Israeli Prime Minister Binyamin Netanyahu condemned the attack, calling the assailants "intolerant and irresponsible lawbreakers" and said they would be brought to justice.
Deputy Foreign Minister Danny Ayalon called the graffiti an act of "terror," adding that such activities harm not only Israel but also the settlement enterprise.
"Just yesterday I said at a Hasbara conference that price tag attacks are illegal, immoral, and gravely undermine the image of Israel and the settlement enterprise under the gaze of the international community,"
Ayalon wrote on his Facebook page. "And here, this morning, we hear about another price tag attack."
"We must not allow such acts of terrorism to continue," he said.

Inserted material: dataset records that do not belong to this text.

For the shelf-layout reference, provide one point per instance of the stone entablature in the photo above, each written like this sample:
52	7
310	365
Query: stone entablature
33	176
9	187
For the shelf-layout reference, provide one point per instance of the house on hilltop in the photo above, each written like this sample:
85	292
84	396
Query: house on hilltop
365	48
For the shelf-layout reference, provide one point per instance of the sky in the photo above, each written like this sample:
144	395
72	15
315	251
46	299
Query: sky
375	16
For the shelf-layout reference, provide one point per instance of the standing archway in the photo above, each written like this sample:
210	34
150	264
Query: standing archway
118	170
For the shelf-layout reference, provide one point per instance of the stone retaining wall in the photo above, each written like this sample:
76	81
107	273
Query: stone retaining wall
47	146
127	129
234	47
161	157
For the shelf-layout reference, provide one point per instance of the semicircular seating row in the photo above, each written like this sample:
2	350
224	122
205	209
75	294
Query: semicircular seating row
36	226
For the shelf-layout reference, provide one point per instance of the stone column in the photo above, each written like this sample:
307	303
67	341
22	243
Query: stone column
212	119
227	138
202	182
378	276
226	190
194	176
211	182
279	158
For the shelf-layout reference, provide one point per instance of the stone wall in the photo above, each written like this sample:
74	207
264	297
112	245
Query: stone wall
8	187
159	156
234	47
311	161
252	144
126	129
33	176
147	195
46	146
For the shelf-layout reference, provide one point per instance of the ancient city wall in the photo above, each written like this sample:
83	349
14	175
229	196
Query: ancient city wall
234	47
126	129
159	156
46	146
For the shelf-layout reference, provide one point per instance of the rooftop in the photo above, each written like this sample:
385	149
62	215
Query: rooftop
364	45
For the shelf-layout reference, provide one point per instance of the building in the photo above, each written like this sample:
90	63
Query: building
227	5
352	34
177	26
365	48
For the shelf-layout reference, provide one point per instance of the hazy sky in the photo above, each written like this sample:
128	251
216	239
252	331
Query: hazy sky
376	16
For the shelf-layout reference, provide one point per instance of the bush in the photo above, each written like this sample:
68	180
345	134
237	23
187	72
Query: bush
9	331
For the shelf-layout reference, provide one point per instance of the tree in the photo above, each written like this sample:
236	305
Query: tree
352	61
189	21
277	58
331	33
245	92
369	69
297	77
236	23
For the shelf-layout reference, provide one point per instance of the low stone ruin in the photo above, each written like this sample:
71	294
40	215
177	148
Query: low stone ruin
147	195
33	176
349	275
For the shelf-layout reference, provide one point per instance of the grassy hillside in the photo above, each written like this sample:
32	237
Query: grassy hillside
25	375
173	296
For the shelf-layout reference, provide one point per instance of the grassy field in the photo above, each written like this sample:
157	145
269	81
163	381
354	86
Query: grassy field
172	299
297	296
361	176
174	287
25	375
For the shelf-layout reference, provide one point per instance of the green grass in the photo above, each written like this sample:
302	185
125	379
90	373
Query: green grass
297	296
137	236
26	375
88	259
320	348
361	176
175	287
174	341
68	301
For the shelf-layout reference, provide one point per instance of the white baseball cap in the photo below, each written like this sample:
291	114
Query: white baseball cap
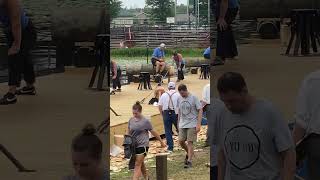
171	85
162	45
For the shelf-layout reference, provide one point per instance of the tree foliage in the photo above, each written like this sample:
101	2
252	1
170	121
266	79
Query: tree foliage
160	9
115	7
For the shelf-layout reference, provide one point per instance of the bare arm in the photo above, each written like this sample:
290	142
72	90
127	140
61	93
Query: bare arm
15	18
298	133
221	164
289	164
155	134
160	110
199	119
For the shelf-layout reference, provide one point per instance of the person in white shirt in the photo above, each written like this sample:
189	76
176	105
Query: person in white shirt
206	95
206	103
168	110
307	126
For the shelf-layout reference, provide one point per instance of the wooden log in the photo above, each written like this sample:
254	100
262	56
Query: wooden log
135	69
196	62
161	167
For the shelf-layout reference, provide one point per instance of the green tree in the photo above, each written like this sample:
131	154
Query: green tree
203	10
115	7
160	9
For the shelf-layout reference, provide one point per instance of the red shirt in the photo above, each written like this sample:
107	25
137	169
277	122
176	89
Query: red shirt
178	57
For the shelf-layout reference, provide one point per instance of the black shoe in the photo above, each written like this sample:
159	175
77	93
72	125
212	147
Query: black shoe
188	165
26	91
9	98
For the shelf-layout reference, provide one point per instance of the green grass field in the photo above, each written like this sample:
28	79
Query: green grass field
175	168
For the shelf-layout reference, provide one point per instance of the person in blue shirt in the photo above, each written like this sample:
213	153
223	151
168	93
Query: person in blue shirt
21	37
158	58
206	53
225	13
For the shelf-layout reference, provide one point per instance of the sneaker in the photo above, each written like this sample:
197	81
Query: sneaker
8	98
26	91
188	165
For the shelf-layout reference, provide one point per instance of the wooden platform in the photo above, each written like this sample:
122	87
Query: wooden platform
122	103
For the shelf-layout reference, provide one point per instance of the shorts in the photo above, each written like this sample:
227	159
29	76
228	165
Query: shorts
142	151
188	134
153	61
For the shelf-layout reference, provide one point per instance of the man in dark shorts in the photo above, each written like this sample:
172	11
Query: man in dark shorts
189	122
158	58
253	138
116	75
207	53
21	37
180	64
225	12
307	127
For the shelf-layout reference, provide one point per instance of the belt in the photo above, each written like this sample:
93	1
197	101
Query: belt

The accident stirred Palestinian fears that the repeated attacks would threaten his peaceful village, blaming settlers for the vandalism.
This time we succeeded in controlling the fire, but I don't feel this is over, Bsharat, the mayor of Jabaa, told New York Times.
They can do worse than this. Our citizens and their property are in danger.
Under a so-called "price tag" or "mutual concern" doctrine, settlers respond "whenever, wherever and however" they wish to any government attempt to remove illegally built outposts.
The term is frequently used to describe acts of vandalism by radical Israeli settlers exacting a "price" against Palestinian targets or Israeli security forces in response to actions by the Israeli government.
The policy also encourages settlers to vent their anger at innocent Palestinians living in the vicinity of such outposts.
The attack is the latest in assaults by Jewish settlers on Muslim worship places.
Last October, Israeli settlers torched a mosque in northern Israel, sparking furious condemnations from Palestinians and Israeli politicians
In 2010, a similar attack took place in Ibtin, another Arab Israeli village in Galilee.
Earlier, a group of settlers entered the village of Bayt Fajar before dawn and burned down the local mosque.
In 2009, settlers torched and graffitied the Al-Kabir Mosque in the northern West Bank village of Yasuf, writing We will have our revenge and We will burn you all, on the carpets of the building.